Kierowcy muszą uważać na przemieszczające się łanie. Przekonał się o tym Reporter 24, przed którego samochodem przebiegła ich ponad trzydziestka. - Pierwszy raz w życiu widziałem coś takiego - mówi Paweł.
Na nagraniu Pawła widać łanie, które przebiegają przez drogę krajową nr 20 w okolicach Ginawy (woj. zachodniopomorskie). Do zdarzenia doszło 18 lutego, a film naprawdę robi wrażenie
- Samochód prowadził mój ojciec. Zobaczyliśmy zwierzęta pędzące z lewej strony i postanowiliśmy zatrzymać auto. Podobnie uczynił kierowca jadący z naprzeciwka - opowiada w rozmowie z Kontakt 24 pan Paweł. Samic jelenia było 31.
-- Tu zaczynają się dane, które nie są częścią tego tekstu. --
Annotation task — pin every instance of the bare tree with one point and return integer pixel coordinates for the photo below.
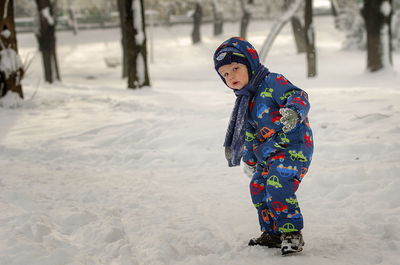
(218, 17)
(11, 69)
(377, 15)
(246, 16)
(310, 40)
(197, 19)
(134, 42)
(47, 40)
(277, 27)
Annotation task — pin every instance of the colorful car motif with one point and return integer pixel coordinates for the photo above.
(255, 188)
(275, 117)
(265, 133)
(267, 150)
(295, 215)
(279, 156)
(299, 156)
(287, 172)
(267, 93)
(261, 110)
(279, 207)
(249, 137)
(308, 140)
(282, 80)
(274, 181)
(298, 100)
(291, 200)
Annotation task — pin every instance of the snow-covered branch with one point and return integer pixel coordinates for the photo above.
(277, 27)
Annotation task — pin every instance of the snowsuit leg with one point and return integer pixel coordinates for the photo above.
(273, 193)
(258, 196)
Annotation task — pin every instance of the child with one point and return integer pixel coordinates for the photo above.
(269, 129)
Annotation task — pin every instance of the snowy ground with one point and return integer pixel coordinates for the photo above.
(93, 173)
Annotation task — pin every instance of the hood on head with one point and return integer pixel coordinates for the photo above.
(243, 47)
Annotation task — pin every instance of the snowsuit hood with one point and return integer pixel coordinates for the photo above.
(238, 45)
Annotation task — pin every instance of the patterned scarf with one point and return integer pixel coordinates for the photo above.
(235, 134)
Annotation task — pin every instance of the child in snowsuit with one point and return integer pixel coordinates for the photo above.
(269, 130)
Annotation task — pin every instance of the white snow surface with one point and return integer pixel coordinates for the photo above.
(46, 13)
(10, 62)
(93, 173)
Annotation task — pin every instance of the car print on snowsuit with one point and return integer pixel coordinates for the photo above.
(271, 147)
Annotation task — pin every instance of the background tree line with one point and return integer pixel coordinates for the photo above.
(373, 25)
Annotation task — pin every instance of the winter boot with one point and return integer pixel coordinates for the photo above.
(291, 242)
(266, 239)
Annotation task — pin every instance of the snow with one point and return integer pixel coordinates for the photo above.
(5, 33)
(10, 62)
(11, 100)
(137, 21)
(94, 173)
(46, 13)
(5, 9)
(386, 8)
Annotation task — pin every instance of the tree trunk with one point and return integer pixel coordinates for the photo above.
(135, 48)
(334, 8)
(377, 16)
(72, 20)
(218, 18)
(11, 69)
(197, 19)
(121, 8)
(310, 40)
(299, 34)
(47, 40)
(277, 27)
(245, 20)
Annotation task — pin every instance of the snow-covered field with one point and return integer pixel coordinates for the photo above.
(94, 173)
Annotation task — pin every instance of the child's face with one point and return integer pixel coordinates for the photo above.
(235, 75)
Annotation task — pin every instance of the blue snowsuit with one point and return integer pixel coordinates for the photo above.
(281, 159)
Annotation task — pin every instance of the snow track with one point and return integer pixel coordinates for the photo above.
(92, 173)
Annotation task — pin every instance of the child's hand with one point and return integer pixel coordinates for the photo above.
(289, 119)
(249, 170)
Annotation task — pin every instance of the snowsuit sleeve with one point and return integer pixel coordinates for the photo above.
(248, 153)
(290, 96)
(283, 94)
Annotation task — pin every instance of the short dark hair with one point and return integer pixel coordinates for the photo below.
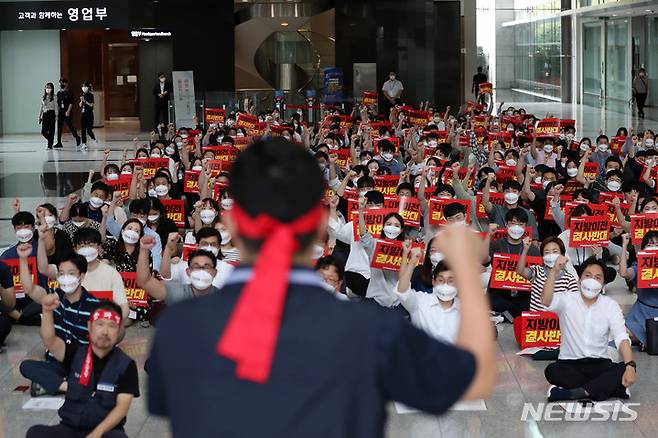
(87, 235)
(202, 253)
(79, 261)
(278, 179)
(23, 218)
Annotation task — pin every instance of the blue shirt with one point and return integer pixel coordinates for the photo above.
(336, 366)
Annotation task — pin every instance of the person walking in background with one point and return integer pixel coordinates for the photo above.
(478, 78)
(65, 106)
(48, 114)
(86, 115)
(162, 92)
(640, 91)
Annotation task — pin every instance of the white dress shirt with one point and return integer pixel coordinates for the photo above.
(585, 330)
(428, 314)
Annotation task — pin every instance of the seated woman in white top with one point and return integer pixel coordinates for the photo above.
(437, 313)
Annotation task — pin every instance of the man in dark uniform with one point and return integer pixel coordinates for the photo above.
(65, 105)
(273, 354)
(162, 92)
(102, 379)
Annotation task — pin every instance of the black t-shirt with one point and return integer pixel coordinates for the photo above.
(127, 383)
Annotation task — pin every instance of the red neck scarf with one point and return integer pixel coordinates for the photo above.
(253, 328)
(87, 365)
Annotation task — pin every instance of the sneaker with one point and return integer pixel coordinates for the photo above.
(37, 390)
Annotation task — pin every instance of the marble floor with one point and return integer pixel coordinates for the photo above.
(31, 173)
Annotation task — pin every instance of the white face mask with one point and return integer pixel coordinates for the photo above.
(392, 231)
(95, 201)
(515, 231)
(511, 198)
(200, 279)
(130, 236)
(50, 221)
(88, 253)
(613, 186)
(211, 249)
(161, 190)
(436, 258)
(590, 288)
(226, 237)
(24, 235)
(207, 216)
(68, 283)
(227, 203)
(445, 292)
(550, 259)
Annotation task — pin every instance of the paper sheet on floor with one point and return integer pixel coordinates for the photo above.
(45, 403)
(471, 405)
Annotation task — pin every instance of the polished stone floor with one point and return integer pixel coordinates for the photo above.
(32, 174)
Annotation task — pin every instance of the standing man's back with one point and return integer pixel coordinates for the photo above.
(273, 354)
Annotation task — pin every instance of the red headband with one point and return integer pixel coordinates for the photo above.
(253, 328)
(109, 315)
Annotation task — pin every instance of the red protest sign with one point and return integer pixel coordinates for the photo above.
(419, 118)
(121, 185)
(537, 330)
(641, 224)
(496, 198)
(103, 295)
(437, 206)
(387, 184)
(214, 115)
(647, 269)
(191, 181)
(175, 211)
(407, 207)
(151, 165)
(548, 128)
(369, 98)
(14, 266)
(503, 272)
(587, 231)
(374, 218)
(137, 297)
(388, 254)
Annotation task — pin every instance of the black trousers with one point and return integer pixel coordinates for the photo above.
(63, 431)
(87, 124)
(69, 122)
(357, 283)
(48, 120)
(601, 378)
(161, 112)
(641, 99)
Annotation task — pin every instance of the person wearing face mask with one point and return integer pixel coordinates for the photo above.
(209, 239)
(646, 305)
(550, 249)
(86, 115)
(640, 91)
(381, 282)
(437, 314)
(587, 321)
(48, 114)
(497, 213)
(65, 106)
(392, 90)
(76, 303)
(162, 92)
(503, 300)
- Najprawdopodobniej zostały spłoszone wystrzałami kłusowników lub wystrzałami na poligonie w Drawsku Pomorskim. Pierwszy raz w życiu widziałem coś takiego - dodaje mężczyzna.
Lubią "chodzić" w grupach
- Na naszym terenie jest sporo zwierząt. Przemieszczają się one na żerowiska - mówi Andrzej Zawiałow, zastępca nadleśniczego w Nadleśnictwie Łobez, na którego terenie został wykonany film. Jak podkreśla, łanie często przemieszczają się w dużych grupach. Bywa ich pięć, dziesięć, a jak widać na nagraniu, może być ich nawet trzydzieści. - Na szczęście nie notujemy wielu wypadków związanych ze zwierzyną - podkreśla.
- Ważne jest jednak zachowanie kierowców. Pamiętajmy, że gdy drogę przebiegnie nam jedna łania, to warto zwolnić, bo one zazwyczaj same nie biegają i już po chwili na jezdni mogą pojawić się kolejne - podsumowuje.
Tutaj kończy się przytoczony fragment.